Ask HN: Do you feel nostalgia for the office life? - Austin_Conlon
======
thorin
Yes because my favourite part of work is collaborating, coaching or just
working together to solve a problem and while you can do it online it's just
more painful and less fun than it needs to be, especially while looking after
2 small children in the background.

------
tuyguntn
yes, definitely. I had a depression last year and I was slowly recovering from
it, after everything became remote, less conversation with people, more
pushing myself to work harder, because no one sees you are working and for
people with imposter syndrome, layoff news and other mental issues you start
worrying about your job and push to work more. which again leads to anxiety

------
Nextgrid
Yes.
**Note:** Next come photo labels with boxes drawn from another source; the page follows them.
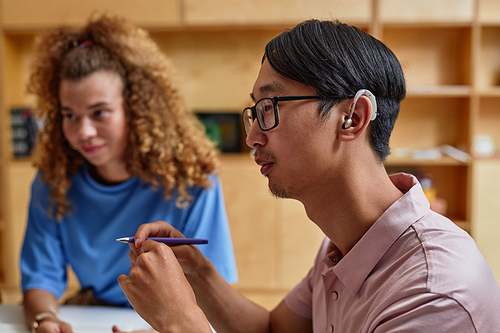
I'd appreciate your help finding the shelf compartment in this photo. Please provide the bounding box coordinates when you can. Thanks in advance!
[383,26,471,87]
[477,0,500,24]
[476,27,500,91]
[184,0,372,26]
[380,0,474,24]
[475,95,500,157]
[390,97,470,152]
[406,85,472,97]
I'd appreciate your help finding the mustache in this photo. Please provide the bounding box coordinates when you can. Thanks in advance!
[253,150,276,164]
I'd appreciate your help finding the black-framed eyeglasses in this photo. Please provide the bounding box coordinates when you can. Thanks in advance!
[242,95,321,134]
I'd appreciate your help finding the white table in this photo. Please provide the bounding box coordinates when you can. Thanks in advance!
[0,305,151,333]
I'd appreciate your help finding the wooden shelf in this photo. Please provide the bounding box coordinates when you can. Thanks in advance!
[407,85,472,97]
[384,155,469,167]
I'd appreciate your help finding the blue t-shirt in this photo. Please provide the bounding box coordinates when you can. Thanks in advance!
[20,167,238,306]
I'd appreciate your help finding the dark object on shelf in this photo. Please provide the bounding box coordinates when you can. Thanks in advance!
[11,108,38,157]
[196,112,242,153]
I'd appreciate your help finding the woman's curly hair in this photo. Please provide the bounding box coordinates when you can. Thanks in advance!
[28,15,218,219]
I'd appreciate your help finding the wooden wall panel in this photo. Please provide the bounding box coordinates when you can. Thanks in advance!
[220,155,279,289]
[2,0,181,30]
[380,0,474,23]
[472,159,500,285]
[184,0,372,26]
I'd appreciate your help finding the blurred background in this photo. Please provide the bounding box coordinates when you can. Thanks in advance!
[0,0,500,309]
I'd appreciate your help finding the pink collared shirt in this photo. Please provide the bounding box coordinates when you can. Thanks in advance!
[285,174,500,333]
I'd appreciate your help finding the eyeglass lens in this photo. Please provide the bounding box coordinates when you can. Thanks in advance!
[243,98,276,134]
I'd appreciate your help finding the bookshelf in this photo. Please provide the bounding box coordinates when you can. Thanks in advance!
[0,0,500,308]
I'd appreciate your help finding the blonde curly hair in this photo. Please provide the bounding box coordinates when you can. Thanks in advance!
[28,15,218,219]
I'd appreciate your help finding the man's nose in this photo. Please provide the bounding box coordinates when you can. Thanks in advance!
[245,121,267,148]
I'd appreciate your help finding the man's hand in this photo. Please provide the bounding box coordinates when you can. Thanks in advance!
[118,222,212,332]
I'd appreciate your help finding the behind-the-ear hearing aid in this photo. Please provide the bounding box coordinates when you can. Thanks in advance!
[342,89,377,129]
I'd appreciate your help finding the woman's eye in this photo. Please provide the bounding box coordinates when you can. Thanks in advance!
[94,110,106,117]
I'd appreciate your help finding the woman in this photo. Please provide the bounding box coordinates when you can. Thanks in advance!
[21,16,237,332]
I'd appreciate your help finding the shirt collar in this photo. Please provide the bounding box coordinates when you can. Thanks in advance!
[323,173,429,296]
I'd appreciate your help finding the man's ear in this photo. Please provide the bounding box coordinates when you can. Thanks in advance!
[339,94,374,141]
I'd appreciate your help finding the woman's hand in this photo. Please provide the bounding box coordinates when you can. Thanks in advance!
[36,317,73,333]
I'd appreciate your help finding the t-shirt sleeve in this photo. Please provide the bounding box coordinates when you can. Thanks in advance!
[20,175,67,298]
[184,175,238,283]
[374,293,474,333]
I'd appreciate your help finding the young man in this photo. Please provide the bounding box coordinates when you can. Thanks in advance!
[119,20,500,333]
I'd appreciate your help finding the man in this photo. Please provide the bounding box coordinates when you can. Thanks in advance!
[119,20,500,333]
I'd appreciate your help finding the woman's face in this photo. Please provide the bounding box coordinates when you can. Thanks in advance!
[59,70,128,179]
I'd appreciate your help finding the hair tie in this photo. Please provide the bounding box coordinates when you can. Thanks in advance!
[77,39,94,49]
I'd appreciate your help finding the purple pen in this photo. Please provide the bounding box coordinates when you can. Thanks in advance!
[116,237,208,245]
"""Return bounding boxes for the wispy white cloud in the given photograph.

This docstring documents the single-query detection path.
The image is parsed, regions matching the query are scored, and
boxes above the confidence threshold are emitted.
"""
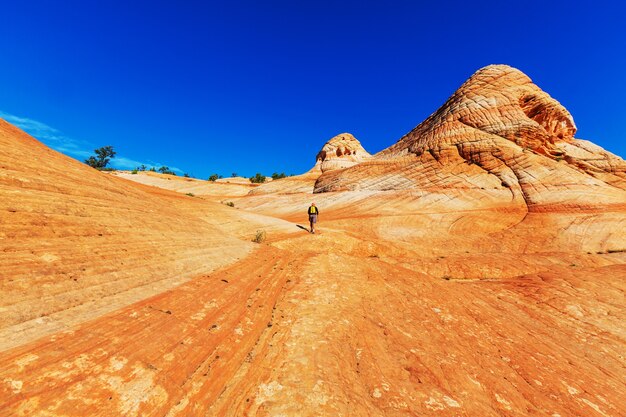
[0,111,94,158]
[0,110,183,174]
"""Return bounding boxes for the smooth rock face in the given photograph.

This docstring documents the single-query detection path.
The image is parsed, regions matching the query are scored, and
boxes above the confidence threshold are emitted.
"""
[0,66,626,417]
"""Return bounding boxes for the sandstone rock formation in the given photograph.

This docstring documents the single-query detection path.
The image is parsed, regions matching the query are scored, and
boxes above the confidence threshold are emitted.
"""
[315,133,371,172]
[0,120,290,349]
[0,66,626,417]
[315,65,626,216]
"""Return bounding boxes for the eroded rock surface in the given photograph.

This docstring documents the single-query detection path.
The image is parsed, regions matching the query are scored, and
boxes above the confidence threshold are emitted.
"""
[315,133,371,172]
[315,65,626,214]
[0,66,626,417]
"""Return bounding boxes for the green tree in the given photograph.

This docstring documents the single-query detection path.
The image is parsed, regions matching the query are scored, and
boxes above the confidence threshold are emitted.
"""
[85,146,116,169]
[250,172,266,184]
[272,172,287,180]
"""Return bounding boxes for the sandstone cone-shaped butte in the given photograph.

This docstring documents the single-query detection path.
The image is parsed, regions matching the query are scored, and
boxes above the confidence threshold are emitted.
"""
[0,67,626,417]
[315,133,371,172]
[315,65,626,210]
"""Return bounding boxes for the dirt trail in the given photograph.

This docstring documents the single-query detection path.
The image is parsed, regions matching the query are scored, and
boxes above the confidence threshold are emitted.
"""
[0,221,626,417]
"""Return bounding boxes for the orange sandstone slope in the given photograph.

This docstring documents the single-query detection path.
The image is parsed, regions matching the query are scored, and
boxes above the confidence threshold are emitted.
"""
[315,65,626,211]
[0,120,288,350]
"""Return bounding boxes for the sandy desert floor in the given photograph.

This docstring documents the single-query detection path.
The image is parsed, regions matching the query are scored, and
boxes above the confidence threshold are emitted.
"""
[0,65,626,417]
[0,167,626,416]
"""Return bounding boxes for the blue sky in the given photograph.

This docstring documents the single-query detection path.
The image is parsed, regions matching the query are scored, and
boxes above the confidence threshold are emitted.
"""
[0,0,626,178]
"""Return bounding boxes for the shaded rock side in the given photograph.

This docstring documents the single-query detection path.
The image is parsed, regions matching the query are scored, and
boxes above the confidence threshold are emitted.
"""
[315,65,626,209]
[0,119,252,351]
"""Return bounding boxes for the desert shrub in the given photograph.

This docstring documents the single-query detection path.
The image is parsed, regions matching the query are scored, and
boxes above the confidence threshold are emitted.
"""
[159,166,176,175]
[85,146,115,167]
[252,230,266,243]
[250,172,266,184]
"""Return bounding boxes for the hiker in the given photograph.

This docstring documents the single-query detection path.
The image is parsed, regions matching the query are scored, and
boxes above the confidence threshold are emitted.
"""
[308,203,320,234]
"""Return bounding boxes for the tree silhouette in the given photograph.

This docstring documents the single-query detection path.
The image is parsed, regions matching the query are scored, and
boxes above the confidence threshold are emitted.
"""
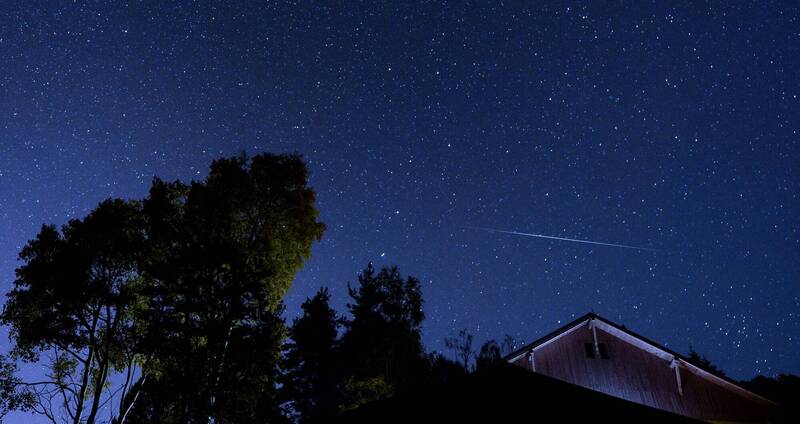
[686,346,725,377]
[283,288,340,424]
[2,200,144,424]
[341,264,427,409]
[126,154,324,423]
[444,329,475,371]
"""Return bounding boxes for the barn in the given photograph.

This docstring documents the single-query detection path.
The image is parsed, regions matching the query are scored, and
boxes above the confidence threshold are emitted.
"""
[505,313,777,423]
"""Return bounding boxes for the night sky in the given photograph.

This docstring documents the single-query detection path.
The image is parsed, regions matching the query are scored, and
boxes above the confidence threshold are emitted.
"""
[0,1,800,402]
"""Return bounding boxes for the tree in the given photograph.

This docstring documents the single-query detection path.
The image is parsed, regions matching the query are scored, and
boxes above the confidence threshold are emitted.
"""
[0,355,36,423]
[341,264,427,408]
[0,200,144,424]
[126,154,324,423]
[686,346,725,377]
[283,288,340,424]
[444,329,475,371]
[475,340,500,371]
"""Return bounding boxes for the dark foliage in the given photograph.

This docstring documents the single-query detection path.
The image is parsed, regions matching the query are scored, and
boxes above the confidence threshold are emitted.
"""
[2,200,145,424]
[283,288,340,424]
[126,154,324,423]
[0,355,36,423]
[475,340,501,371]
[2,154,324,424]
[341,264,428,409]
[686,346,725,377]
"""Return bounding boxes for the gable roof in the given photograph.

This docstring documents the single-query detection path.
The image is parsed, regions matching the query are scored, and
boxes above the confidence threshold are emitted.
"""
[503,312,777,405]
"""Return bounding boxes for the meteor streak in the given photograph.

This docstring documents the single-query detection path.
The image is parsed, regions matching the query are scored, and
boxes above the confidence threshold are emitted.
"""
[467,227,658,252]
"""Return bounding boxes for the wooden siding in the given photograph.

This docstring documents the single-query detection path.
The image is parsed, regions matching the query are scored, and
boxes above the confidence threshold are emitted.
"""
[513,325,769,422]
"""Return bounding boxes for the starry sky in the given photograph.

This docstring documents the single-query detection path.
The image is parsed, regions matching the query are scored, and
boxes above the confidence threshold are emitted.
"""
[0,1,800,392]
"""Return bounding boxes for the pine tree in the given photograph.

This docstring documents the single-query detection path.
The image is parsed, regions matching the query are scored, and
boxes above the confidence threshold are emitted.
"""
[283,288,340,424]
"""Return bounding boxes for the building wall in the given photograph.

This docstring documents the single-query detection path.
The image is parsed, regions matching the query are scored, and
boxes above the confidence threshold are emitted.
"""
[515,326,769,422]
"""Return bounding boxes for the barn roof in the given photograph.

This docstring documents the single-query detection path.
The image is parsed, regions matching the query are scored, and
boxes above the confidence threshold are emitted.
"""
[503,312,777,405]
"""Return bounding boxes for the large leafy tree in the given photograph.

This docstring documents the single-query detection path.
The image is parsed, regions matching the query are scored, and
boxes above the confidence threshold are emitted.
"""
[283,288,340,424]
[341,264,428,409]
[0,200,145,424]
[131,154,324,423]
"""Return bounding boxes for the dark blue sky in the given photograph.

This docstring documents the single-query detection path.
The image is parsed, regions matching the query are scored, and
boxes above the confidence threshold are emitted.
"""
[0,1,800,394]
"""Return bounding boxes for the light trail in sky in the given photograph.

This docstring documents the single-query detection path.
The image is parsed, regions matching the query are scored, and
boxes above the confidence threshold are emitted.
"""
[466,227,659,252]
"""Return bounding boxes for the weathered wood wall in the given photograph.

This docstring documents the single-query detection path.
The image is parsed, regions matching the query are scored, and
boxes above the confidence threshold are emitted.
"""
[515,326,769,422]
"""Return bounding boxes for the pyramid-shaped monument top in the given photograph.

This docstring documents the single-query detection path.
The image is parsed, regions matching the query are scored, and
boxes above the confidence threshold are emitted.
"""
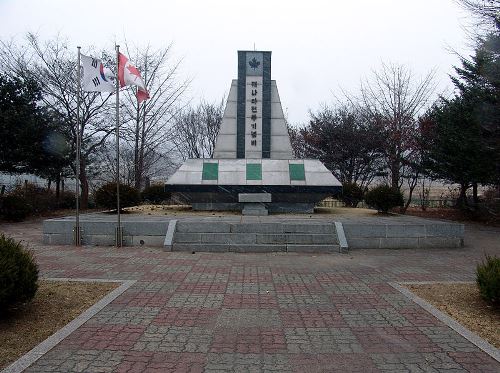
[214,51,294,159]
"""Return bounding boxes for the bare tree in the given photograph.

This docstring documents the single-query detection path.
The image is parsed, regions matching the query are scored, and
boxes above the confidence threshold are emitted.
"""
[295,104,383,189]
[123,45,190,189]
[0,33,114,208]
[171,98,225,159]
[455,0,500,32]
[351,64,435,188]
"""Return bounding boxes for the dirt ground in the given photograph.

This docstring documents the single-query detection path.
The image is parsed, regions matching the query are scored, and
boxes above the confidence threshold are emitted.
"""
[124,205,377,216]
[406,283,500,348]
[0,281,118,369]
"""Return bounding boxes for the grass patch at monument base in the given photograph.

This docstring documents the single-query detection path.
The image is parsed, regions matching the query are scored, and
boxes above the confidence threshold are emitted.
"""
[0,280,120,369]
[404,283,500,348]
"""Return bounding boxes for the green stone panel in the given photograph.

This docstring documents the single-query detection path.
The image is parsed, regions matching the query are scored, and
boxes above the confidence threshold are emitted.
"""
[201,163,219,180]
[288,163,306,180]
[247,163,262,180]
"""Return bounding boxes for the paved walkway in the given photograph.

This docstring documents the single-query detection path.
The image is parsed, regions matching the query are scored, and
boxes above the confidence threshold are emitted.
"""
[0,218,500,373]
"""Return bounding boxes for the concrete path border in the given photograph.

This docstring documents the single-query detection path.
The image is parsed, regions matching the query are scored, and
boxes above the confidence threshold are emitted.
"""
[389,281,500,362]
[1,278,136,373]
[335,221,349,253]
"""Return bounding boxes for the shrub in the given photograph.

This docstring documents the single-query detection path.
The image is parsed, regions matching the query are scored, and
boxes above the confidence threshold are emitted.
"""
[0,234,38,313]
[365,185,404,213]
[141,184,170,205]
[11,183,57,214]
[1,194,31,221]
[476,255,500,305]
[95,183,141,210]
[340,183,364,207]
[59,190,76,209]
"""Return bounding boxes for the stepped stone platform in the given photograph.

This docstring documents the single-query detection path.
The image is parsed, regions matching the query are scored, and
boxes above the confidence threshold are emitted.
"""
[43,213,464,252]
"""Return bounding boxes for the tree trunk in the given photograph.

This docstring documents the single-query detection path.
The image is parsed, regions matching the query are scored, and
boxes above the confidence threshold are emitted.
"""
[457,183,468,208]
[400,178,418,214]
[134,101,141,189]
[390,157,399,189]
[56,173,61,207]
[80,162,89,210]
[472,183,479,205]
[137,106,146,190]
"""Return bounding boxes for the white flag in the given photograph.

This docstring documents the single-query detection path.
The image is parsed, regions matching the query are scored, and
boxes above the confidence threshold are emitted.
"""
[80,54,115,92]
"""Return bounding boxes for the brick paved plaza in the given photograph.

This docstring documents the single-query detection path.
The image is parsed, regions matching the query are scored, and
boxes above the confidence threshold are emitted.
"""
[0,222,500,373]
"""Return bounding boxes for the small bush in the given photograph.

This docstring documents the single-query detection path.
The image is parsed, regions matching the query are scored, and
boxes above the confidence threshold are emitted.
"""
[476,255,500,305]
[94,183,141,210]
[11,183,57,214]
[59,190,76,209]
[141,184,170,205]
[365,185,404,213]
[340,183,364,207]
[0,234,38,313]
[1,194,32,221]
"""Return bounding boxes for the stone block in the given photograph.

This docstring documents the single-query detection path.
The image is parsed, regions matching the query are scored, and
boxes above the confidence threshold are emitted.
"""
[262,159,288,173]
[343,223,387,237]
[262,171,290,185]
[283,224,335,234]
[347,236,381,249]
[425,223,464,238]
[43,233,73,245]
[200,233,256,244]
[176,221,231,233]
[286,244,339,253]
[218,171,247,185]
[229,244,286,253]
[80,219,117,236]
[132,235,165,247]
[380,237,419,249]
[87,232,117,246]
[163,219,177,251]
[241,204,268,216]
[43,219,75,234]
[256,234,287,244]
[231,223,283,234]
[418,237,462,249]
[306,172,340,186]
[238,193,271,202]
[174,232,201,243]
[172,243,229,253]
[386,223,425,238]
[122,221,169,238]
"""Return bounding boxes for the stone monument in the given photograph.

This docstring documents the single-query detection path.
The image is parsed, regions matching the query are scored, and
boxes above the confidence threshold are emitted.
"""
[165,51,342,215]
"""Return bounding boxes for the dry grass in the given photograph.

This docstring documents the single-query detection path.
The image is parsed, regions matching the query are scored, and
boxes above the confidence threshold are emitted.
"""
[0,281,119,369]
[406,283,500,348]
[124,205,241,216]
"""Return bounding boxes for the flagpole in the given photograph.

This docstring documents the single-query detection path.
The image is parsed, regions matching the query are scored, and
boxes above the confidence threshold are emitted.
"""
[74,47,82,246]
[116,45,122,247]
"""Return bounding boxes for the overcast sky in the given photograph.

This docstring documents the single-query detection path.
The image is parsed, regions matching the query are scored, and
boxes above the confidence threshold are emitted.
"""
[0,0,471,124]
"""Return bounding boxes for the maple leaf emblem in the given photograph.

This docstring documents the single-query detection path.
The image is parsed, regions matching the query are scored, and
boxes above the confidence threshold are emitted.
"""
[248,57,260,70]
[127,65,141,78]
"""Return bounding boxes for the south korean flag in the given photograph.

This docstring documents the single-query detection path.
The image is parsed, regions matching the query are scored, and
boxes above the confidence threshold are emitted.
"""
[80,54,115,92]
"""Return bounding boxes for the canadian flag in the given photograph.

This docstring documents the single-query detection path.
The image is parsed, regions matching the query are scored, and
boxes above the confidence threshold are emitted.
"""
[118,53,149,102]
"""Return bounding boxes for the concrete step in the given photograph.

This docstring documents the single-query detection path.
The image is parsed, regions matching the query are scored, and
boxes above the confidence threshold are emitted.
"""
[176,221,336,234]
[174,232,338,245]
[172,243,339,253]
[172,221,339,253]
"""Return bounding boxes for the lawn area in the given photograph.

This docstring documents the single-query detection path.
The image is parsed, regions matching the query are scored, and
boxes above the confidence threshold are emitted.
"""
[405,283,500,348]
[0,280,119,369]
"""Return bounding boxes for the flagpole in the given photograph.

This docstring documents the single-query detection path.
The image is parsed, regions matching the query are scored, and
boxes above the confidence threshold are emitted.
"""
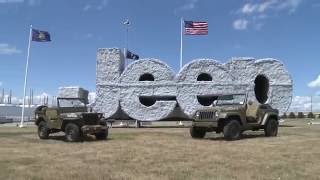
[19,25,32,128]
[180,18,183,70]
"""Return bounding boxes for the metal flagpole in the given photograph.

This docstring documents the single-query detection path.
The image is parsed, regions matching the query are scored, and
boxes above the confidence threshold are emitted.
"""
[180,18,183,70]
[123,19,130,66]
[178,18,184,126]
[19,25,32,128]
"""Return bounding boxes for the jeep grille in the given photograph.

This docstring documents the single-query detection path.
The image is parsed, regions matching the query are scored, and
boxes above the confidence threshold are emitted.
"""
[199,111,214,119]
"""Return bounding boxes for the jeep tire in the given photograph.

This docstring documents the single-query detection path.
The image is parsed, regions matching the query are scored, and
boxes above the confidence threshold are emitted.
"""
[95,129,108,140]
[38,121,50,139]
[65,123,82,142]
[264,119,279,137]
[223,120,241,141]
[190,126,206,139]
Regardless of how good your remote working tools are, it's still no match
for a face to face conversation.

------
BlameKaneda
A bit. I miss:

\- Not having to remote connect via Citrix

\- The fully-stocked pantry fridge full of drinks

\- Seeing people from other teams (if I worked with them I might feel
differently about this)

\- An array of lunch places all around me

I don't miss:

\- Having 2 monitors instead of 3

\- Wearing business-y clothes 5 days a week

\- Being unable to take a quick shower/break on the couch/etc whenever I need
to

\- Taking calls/meetings/etc in private

\- Commuting

------
mortivore
No, really enjoying the WFH. So much more productive, and communication is
better. Plus, less stress than trying to work in a loud office environment.

------
billconan
not at all. I enjoy coding in my bed.